Collective Communication for Parallel and Distributed Processing

Supported in part by NSF grant CCR-9503838
Principal Investigator:
Philip K. McKinley
Department of Computer Science
Michigan State University

Project Description. High-performance computing has undergone many changes in recent years: trends include massively parallel processors (MPPs), local networks of workstations (NOWs), and even Internet-based parallel processing. A critical component in all such systems is the network through which processes communicate, including both the physical network architecture and the associated communication protocols. Communication operations among processes may be either point-to-point, which involves a single source and a single destination, or collective, in which more than two processes participate. Collective operations include multicast, broadcast, global combine, and barrier synchronization. Collective communication operations are important to parallel and distributed applications for data distribution, global processing of distributed data, and process synchronization.

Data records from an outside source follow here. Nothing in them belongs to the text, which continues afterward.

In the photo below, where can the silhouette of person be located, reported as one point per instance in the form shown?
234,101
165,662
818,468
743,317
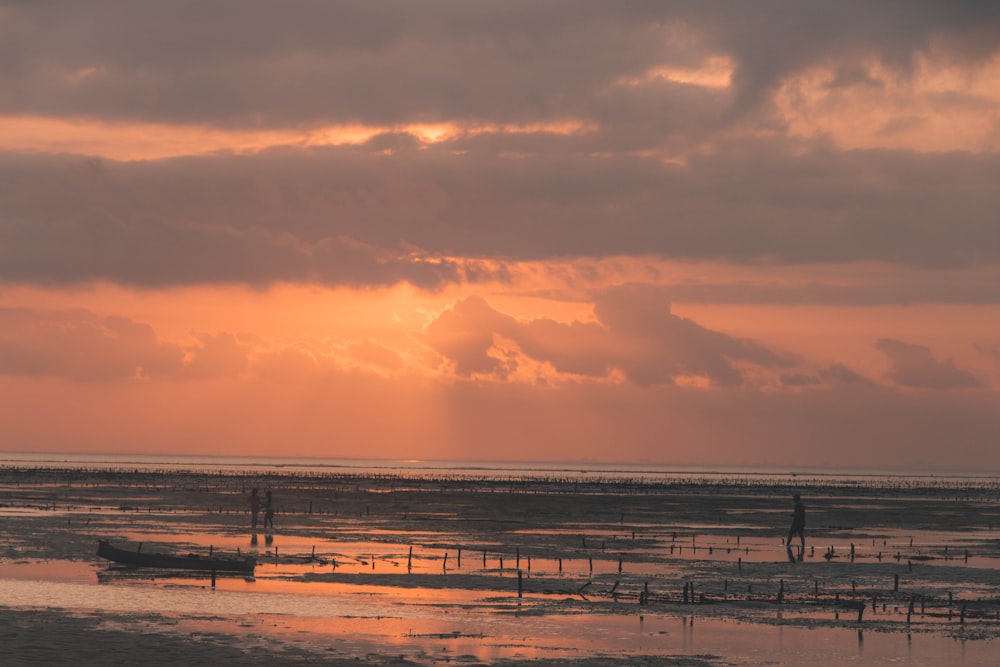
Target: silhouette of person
254,507
268,511
798,524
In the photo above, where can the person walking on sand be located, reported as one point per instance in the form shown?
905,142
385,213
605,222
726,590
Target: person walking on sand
254,507
798,524
269,511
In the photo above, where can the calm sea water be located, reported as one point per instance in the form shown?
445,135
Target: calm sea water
499,470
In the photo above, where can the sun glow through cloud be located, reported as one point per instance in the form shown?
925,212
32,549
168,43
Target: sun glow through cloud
767,234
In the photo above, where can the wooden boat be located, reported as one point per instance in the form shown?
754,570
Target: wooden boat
243,565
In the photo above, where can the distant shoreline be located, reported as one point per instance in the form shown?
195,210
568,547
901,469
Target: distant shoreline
494,480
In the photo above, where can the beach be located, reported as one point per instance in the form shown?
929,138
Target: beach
422,569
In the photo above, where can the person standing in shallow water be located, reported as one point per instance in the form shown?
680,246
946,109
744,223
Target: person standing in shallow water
798,524
269,511
254,507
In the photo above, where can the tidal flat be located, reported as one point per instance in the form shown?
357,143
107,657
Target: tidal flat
424,569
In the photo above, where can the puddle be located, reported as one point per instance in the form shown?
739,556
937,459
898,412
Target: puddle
422,622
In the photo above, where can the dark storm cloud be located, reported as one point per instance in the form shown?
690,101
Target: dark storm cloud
635,333
301,63
352,215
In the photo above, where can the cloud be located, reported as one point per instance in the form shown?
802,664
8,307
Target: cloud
635,334
915,366
341,216
250,63
82,346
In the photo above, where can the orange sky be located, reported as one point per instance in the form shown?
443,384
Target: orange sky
661,235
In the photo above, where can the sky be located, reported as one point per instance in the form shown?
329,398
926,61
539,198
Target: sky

This research project addresses several issues in collective communication as used in parallel and distributed processing, including: design of low-level architectural support for collective operations, development of algorithms to implement collective operations efficiently on various platforms, and the use of efficient collective operations to improve the performance of specific applications. Much of our work has focused on the design of collective communication operations for wormhole-routed networks. In particular, we developed an Extended Dominating Node (EDN) model, which we used to construct various collective algorithms for multiport wormhole systems. We also developed a Multicast Virtual Topology (MVT) model, which we used to construct collective algorithms for both wormhole systems and NOWs that use cut-through switching. Our NOW-based collective communication work includes solutions that are process-based, thread-based, as well as support for multicast operations within network interface cards. All these operations exploit the underlying characteristics of the specific networks in order to improve performance. Our ongoing investigations focus primarily on simulation and experimental studies of collective operations on a variety of distributed-memory platforms.